En cas d’incapacité de travail totale ou partielle, le montant de l’indemnité en capital ou de la rente servie au salarié est la même, qu’il s’agisse d’un accident de trajet ou d’un accident du travail : il est fonction du taux d’incapacité et du salaire annuel de la victime.

En cas de décès de la victime, ses ayants droit peuvent prétendre au paiement d’une rente dans les mêmes conditions, que le décès résulte d’un accident de trajet ou d’un accident du travail.

→ Faute inexcusable.
En revanche, les recours ouverts au salarié ou à ses ayants droit pour obtenir une indemnisation complémentaire à l’indemnisation forfaitaire servie par la CPAM diffèrent selon que l’accident est un accident de trajet ou un accident du travail.
• En cas d’accident du travail, pour obtenir l’indemnisation des préjudices non couverts par les prestations de la sécurité sociale, le salarié ou ses ayants droit ne peuvent exercer aucun recours contre l’employeur selon les règles de droit commun devant le conseil de prud’hommes.
Ils doivent agir devant les juridictions de sécurité sociale, en vue de la reconnaissance de la faute inexcusable de l’employeur [CSS, art. L. 452-1] qui, seule, leur permet d’obtenir une indemnisation complémentaire (servie par la CPAM sous forme de majoration de rente, qui est ensuite mise à la charge de l’employeur sous forme d’une majoration du taux de cotisations).
Ils conservent cependant la possibilité d’agir selon les règles de droit commun, pour obtenir une indemnisation complémentaire, si l’auteur de l’accident est une personne autre que l’employeur ou ses préposés [CSS,art. L. 454-1].
• La victime d’un accident de trajet ou ses ayants drit ne peuvent pas, quant à eux, agir devant les juridictions de sécurité sociale en vue de voir reconnaître la faute inexcusable de l’employeur et obtenir, en conséquence, une majoration de leur rente.
Le salarié victime d’un accident de trajet, ou ses ayants droit ont la possibilité, en revanche, de demander réparation à l’employeur (si ce dernier ou l’un de ses préposés est responsable de l’accident) selon les règles de droit commun [CSS, art. L. 455-1].

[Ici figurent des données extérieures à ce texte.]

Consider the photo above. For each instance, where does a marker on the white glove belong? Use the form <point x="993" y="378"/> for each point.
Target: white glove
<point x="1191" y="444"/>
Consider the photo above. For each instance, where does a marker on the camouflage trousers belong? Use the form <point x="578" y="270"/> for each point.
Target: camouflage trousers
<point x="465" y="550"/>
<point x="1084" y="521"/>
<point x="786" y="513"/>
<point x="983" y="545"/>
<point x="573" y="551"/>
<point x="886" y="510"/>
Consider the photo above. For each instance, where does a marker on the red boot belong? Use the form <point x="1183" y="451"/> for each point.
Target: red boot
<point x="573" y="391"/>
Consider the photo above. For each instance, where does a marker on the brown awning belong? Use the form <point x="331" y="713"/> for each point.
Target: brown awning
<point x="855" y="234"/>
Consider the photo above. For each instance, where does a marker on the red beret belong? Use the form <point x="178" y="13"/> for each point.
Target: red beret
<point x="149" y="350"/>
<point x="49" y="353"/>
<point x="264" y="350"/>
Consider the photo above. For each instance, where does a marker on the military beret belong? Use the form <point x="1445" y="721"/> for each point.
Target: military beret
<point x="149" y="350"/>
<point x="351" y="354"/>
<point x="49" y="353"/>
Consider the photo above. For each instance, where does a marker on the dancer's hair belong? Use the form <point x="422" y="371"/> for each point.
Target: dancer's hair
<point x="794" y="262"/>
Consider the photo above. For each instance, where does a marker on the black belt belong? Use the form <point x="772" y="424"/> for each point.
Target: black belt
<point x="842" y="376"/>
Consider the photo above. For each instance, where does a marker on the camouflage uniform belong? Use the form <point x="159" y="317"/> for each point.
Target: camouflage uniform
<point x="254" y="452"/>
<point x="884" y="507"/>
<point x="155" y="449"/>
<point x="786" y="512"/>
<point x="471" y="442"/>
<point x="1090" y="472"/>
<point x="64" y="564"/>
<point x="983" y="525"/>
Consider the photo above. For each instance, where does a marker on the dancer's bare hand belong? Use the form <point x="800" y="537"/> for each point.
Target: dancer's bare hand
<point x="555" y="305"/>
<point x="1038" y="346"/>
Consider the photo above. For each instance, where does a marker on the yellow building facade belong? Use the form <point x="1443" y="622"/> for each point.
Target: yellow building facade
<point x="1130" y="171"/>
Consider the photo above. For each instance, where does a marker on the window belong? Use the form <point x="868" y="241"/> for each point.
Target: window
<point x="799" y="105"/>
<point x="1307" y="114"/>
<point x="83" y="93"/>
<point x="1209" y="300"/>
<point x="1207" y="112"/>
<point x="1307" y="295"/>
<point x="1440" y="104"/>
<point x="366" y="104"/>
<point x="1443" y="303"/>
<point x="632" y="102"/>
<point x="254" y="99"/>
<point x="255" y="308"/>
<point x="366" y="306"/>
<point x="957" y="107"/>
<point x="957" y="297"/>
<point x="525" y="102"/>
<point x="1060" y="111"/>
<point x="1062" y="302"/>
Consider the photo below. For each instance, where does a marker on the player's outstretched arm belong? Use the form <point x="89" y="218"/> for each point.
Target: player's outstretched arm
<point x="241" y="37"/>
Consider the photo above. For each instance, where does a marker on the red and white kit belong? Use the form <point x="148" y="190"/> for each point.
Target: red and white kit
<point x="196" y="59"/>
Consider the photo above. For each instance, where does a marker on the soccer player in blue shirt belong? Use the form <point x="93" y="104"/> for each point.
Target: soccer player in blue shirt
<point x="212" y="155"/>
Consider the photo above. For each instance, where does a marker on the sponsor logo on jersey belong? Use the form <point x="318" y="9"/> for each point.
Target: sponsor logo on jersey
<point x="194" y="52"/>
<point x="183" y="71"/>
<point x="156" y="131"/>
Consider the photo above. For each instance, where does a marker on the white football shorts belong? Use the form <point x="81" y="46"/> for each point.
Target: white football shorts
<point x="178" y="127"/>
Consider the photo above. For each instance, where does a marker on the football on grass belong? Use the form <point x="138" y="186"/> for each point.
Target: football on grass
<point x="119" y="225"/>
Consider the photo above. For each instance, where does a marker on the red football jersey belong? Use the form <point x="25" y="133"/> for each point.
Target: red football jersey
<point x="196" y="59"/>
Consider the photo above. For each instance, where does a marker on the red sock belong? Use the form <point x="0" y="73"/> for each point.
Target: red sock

Quels sont ses effets au regard de la sécurité sociale ?
Le droit de la sécurité sociale traite l’accident de trajet comme un risque professionnel [CSS, art. L. 411-2], tout en tenant compte du fait qu’il survient en dehors de la sphère d’autorité de l’employeur.
L’accident de trajet n’entre pas dans les critères de pénibilité permettant un départ en retraite anticipée.